The R² was similar among the robust techniques (0.901 to 0.919). The highest value was found with the LTS technique (Table 4). According to Faraway [21], there is no sense in evaluating this coefficient in robust techniques; we calculated it only to make comparisons. However, Alma [74] compared four robust methods, of which the MM method stood out over the estimation methods M, LTS, and S estimation using R². The usefulness of robust estimation lies in the fact that atypical observations do not influence estimations of the coefficients of regression [73]. Also, they can be used to stabilize the variance [22] in the GLS method.

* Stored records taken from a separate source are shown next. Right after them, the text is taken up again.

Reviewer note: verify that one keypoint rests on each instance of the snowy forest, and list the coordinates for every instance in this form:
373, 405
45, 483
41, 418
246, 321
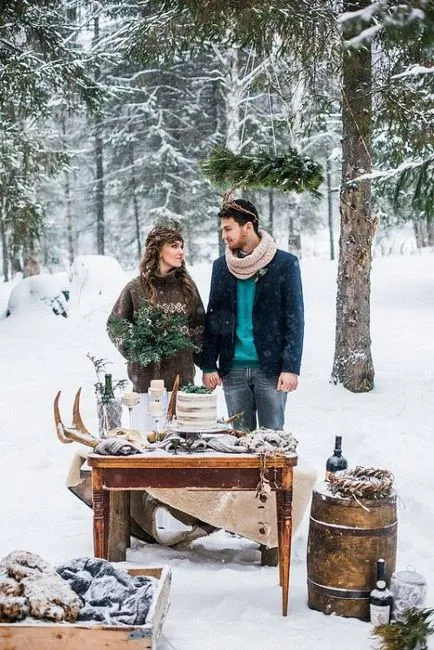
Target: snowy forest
111, 110
117, 116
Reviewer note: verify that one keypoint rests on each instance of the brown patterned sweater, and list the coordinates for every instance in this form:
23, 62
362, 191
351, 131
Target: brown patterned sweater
169, 295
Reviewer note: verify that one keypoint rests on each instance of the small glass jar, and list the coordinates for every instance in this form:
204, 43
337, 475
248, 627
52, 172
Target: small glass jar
409, 590
157, 399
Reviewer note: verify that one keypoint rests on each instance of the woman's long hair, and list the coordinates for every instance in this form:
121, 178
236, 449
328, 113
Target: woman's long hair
149, 265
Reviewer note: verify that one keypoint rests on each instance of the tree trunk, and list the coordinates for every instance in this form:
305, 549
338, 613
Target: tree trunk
99, 169
5, 251
69, 218
330, 208
353, 366
430, 230
271, 211
418, 233
135, 202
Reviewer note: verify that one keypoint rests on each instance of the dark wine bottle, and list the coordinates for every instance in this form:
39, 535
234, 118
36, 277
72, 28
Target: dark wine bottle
380, 599
336, 462
108, 393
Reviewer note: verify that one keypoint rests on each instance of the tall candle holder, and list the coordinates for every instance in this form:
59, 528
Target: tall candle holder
157, 400
130, 400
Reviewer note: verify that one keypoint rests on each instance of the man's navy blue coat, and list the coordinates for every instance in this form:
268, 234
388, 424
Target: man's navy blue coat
278, 320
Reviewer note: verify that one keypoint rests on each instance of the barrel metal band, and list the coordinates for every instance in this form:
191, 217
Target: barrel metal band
337, 592
349, 530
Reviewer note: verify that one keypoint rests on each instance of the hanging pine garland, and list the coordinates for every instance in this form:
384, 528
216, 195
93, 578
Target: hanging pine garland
291, 172
156, 334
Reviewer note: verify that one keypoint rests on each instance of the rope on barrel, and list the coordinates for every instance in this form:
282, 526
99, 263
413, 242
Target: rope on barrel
362, 482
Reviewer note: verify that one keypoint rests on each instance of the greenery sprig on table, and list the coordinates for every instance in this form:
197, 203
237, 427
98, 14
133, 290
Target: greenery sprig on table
100, 366
409, 634
198, 390
156, 334
291, 172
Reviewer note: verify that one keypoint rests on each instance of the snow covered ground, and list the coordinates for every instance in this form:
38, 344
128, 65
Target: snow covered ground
221, 597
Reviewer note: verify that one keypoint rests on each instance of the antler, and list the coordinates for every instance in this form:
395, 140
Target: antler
172, 402
78, 431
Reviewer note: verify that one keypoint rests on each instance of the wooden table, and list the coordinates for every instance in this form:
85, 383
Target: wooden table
205, 471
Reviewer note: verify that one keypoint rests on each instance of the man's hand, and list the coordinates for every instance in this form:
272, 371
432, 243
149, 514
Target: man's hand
211, 379
287, 382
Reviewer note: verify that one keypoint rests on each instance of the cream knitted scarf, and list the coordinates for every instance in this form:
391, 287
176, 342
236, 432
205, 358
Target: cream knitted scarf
246, 267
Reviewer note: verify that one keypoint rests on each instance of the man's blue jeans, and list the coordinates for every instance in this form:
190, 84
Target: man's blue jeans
252, 391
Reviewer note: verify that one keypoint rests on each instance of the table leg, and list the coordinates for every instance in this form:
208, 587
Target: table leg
118, 538
99, 537
284, 502
279, 532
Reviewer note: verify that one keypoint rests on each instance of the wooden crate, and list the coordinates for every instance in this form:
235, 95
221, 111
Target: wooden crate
80, 636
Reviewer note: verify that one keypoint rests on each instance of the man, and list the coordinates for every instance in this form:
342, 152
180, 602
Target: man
254, 323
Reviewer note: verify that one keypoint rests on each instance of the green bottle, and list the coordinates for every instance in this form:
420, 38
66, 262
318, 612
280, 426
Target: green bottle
108, 394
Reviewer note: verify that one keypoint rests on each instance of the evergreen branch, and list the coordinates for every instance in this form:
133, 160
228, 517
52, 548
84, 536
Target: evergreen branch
288, 173
156, 334
408, 634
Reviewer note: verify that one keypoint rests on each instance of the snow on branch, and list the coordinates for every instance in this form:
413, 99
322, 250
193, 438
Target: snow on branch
414, 70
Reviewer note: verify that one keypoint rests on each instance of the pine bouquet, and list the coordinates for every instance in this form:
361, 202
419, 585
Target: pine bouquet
156, 334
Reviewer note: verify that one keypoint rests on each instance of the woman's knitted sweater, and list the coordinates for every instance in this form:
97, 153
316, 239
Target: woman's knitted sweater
170, 296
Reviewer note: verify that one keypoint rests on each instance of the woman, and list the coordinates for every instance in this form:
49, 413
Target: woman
163, 281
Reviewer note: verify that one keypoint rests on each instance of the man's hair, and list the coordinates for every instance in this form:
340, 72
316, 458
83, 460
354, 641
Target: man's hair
241, 211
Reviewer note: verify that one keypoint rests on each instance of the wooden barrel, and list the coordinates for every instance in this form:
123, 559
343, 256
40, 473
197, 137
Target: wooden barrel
346, 538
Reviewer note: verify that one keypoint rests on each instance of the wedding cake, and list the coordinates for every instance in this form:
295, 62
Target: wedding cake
197, 411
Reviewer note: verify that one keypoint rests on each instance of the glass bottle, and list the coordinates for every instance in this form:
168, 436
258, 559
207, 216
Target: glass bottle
380, 599
109, 408
108, 393
336, 462
157, 403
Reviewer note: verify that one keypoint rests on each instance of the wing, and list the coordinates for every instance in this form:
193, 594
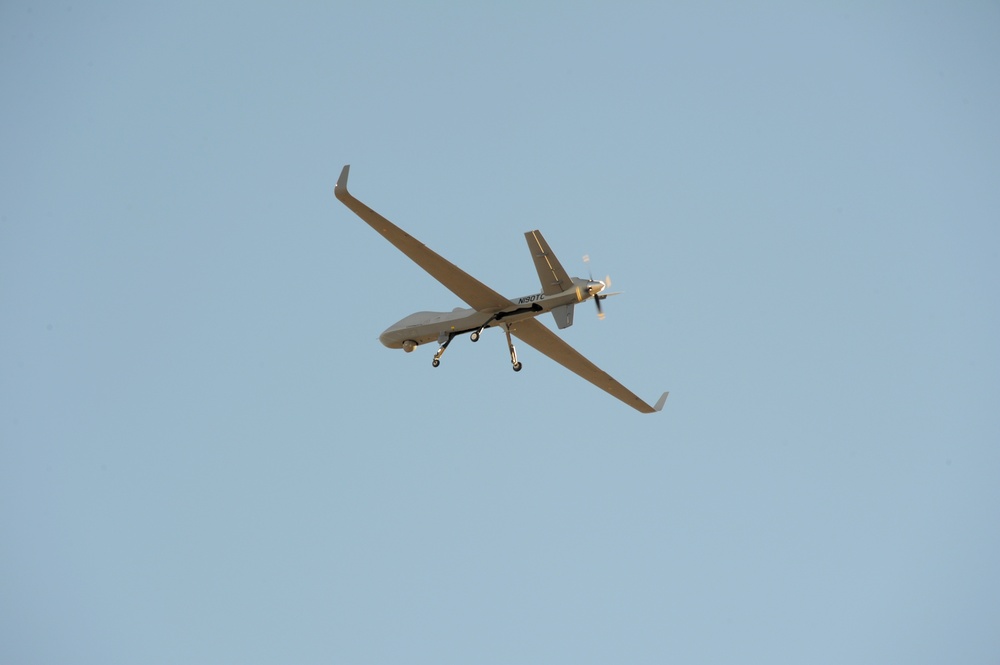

The estimators obtained using the MM technique are an alternative for predicting A. lechuguilla AGB by state considered the outliers detected. Derived from this, the following equations are proposed:

$$AG{B}_{SLP}=\exp \left[-10.067+1.129\times \ln \left(Cd\right)+1.273\times \ln \left(H\right)\right]\times 1.11$$

(5a)

$$AG{B}_{Coah}=\exp \left[-10.214+1.129\times \ln \left(Cd\right)+1.273\times \ln \left(H\right)\right]\times 1.11$$

(5b)

$$AG{B}_{Zac}=\exp \left[-10.375+1.129\times \ln \left(Cd\right)+1.273\times \ln \left(H\right)\right]\times 1.11$$

(5c)

4. Conclusions

The use of dummy variables in the Schumacher–Hall equation was found to be a useful tool to differentiate models of A. lechuguilla aboveground biomass at the regional scale and, therefore, to improve estimations of this species, resulting in a model of AGB by state. Satisfaction of the regression model assumptions confirms that the Schumacher–Hall equation predictions of A. lechuguilla AGB are efficient and robust. When the method of ordinary least squares has difficulties in satisfying the assumptions because of atypical data, the robust regression technique is a good option, but it is necessary to test the different methods, since each method will give different results with different sets of data. The inclusion of the variables average crown diameter (Cd) and plant height (H) in the Schumacher–Hall model improved the predictions more than when a single variable was used (potential model). Crown diameter and plant height can predict up to 90% of the AGB of this species. The robust regression technique by MM estimation to predict the AGB of this species was shown to be a good alternative when atypical data are present. This study contributes an equation to predict A. lechuguilla AGB at a regional scale and, thus, to quantify carbon reserves of the arid and semiarid regions of Mexico.